By George F. WillJuly 19, 2024 at 7:00 a.m. EDTThe consensus that the nation is politically polarized is indisputable only because it is undisputed. Granted, there is cultural polarization about this and that — pronouns, bathrooms, indoctrination masquerading as education, etc. Politically, however — regarding government’s proper scope and actual competence — there is deepening bipartisan agreement. Unfortunately.

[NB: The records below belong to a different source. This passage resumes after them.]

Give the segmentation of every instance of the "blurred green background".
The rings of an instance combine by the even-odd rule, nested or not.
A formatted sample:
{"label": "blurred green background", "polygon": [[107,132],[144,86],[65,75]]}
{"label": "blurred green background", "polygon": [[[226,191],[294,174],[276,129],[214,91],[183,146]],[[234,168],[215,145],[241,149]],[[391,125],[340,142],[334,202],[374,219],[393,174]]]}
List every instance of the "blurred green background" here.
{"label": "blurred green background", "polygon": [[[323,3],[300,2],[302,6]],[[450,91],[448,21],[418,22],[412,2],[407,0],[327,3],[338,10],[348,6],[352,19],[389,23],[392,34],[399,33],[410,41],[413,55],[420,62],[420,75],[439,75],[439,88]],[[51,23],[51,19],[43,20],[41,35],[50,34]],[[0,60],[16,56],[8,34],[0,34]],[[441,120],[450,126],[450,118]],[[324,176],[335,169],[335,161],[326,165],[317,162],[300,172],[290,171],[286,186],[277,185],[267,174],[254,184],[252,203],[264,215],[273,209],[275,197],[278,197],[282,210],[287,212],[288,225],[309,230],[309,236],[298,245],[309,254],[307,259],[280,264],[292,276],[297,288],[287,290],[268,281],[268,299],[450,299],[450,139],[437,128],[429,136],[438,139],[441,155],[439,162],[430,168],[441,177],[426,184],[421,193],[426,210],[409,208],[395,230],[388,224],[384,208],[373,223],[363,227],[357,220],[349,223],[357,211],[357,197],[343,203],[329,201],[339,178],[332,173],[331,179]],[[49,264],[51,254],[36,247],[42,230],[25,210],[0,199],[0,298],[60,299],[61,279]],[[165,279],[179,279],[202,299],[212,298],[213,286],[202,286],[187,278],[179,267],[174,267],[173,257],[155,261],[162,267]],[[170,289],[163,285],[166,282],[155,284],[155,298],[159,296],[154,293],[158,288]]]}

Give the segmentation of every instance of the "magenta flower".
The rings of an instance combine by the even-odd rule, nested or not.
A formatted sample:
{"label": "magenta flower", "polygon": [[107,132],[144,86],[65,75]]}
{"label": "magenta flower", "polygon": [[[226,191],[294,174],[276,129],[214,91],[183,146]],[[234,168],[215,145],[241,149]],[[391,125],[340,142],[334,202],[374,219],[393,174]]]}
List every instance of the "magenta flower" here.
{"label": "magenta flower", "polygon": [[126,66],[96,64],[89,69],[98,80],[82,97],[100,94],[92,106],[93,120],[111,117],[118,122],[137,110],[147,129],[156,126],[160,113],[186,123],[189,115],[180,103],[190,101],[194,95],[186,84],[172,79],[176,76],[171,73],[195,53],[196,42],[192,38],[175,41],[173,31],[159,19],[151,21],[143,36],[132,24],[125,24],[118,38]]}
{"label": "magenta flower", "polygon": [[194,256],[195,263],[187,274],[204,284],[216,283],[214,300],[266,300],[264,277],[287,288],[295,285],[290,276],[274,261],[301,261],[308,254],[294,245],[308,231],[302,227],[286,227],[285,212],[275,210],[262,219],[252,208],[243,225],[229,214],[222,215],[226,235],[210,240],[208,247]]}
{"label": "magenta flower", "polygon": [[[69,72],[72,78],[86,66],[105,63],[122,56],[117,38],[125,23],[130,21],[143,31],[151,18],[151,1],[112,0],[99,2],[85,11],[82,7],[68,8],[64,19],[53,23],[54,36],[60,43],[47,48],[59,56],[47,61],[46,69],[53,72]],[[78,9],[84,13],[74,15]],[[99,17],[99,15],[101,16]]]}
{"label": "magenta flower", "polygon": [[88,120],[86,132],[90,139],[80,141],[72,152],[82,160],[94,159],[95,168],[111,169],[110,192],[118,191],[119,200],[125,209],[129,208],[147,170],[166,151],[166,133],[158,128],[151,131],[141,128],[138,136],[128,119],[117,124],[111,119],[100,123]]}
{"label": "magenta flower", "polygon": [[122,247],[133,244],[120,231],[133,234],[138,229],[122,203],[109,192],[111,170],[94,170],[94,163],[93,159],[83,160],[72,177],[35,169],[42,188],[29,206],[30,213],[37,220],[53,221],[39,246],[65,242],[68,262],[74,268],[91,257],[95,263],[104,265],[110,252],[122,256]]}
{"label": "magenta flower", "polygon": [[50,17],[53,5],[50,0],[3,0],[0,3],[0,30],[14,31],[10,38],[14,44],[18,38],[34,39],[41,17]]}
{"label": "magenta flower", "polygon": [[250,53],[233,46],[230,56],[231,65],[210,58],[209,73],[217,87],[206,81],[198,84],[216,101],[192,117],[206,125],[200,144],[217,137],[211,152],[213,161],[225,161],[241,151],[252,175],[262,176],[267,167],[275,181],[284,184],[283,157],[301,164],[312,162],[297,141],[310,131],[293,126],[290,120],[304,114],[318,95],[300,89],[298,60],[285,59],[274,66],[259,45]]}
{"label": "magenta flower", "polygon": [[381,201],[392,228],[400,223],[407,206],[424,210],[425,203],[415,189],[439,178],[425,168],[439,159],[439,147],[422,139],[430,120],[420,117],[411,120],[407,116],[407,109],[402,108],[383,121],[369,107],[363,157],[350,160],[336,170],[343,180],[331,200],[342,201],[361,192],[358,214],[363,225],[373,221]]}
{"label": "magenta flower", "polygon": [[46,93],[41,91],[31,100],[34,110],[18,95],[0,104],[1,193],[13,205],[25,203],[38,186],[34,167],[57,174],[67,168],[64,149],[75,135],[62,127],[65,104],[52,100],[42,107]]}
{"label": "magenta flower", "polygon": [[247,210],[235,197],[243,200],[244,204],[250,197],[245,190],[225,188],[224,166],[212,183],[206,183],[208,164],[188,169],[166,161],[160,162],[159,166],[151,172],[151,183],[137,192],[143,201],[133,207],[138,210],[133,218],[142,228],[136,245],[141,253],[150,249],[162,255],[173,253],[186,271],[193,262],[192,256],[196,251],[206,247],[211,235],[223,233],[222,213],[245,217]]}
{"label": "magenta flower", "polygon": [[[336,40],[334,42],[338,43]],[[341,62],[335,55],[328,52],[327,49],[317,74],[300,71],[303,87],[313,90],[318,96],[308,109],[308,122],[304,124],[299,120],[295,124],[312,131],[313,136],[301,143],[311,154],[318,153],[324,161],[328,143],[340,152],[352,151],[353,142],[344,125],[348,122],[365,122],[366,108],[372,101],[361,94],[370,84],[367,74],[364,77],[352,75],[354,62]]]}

Concerning the broad contours of public policy, there is a disturbing convergence. Programmatically, the parties are more aligned than they have been since the 1950s, when President Dwight D. Eisenhower caused Republicans to accept the permanency of the New Deal’s legacy: a transfer-payment state (Social Security, soon to include Medicare and much more) and federal supervision of the economy. The Republicans’ 1964 nominee, Barry Goldwater, expressed a growing exasperation with ideological homogenization, promising “A choice, not an echo.” He initiated an epochal divergence between the parties, which culminated 16 years later.
Today, beneath the frothy partisanship, Republican progressivism echoes the Democrats’. Both parties favor significant expansions of government’s control of economic activity and the distribution of wealth. Both promise to leave unchanged the transfer-payment programs (Social Security, Medicare) that are plunging toward insolvency, and driving unsustainable national indebtedness.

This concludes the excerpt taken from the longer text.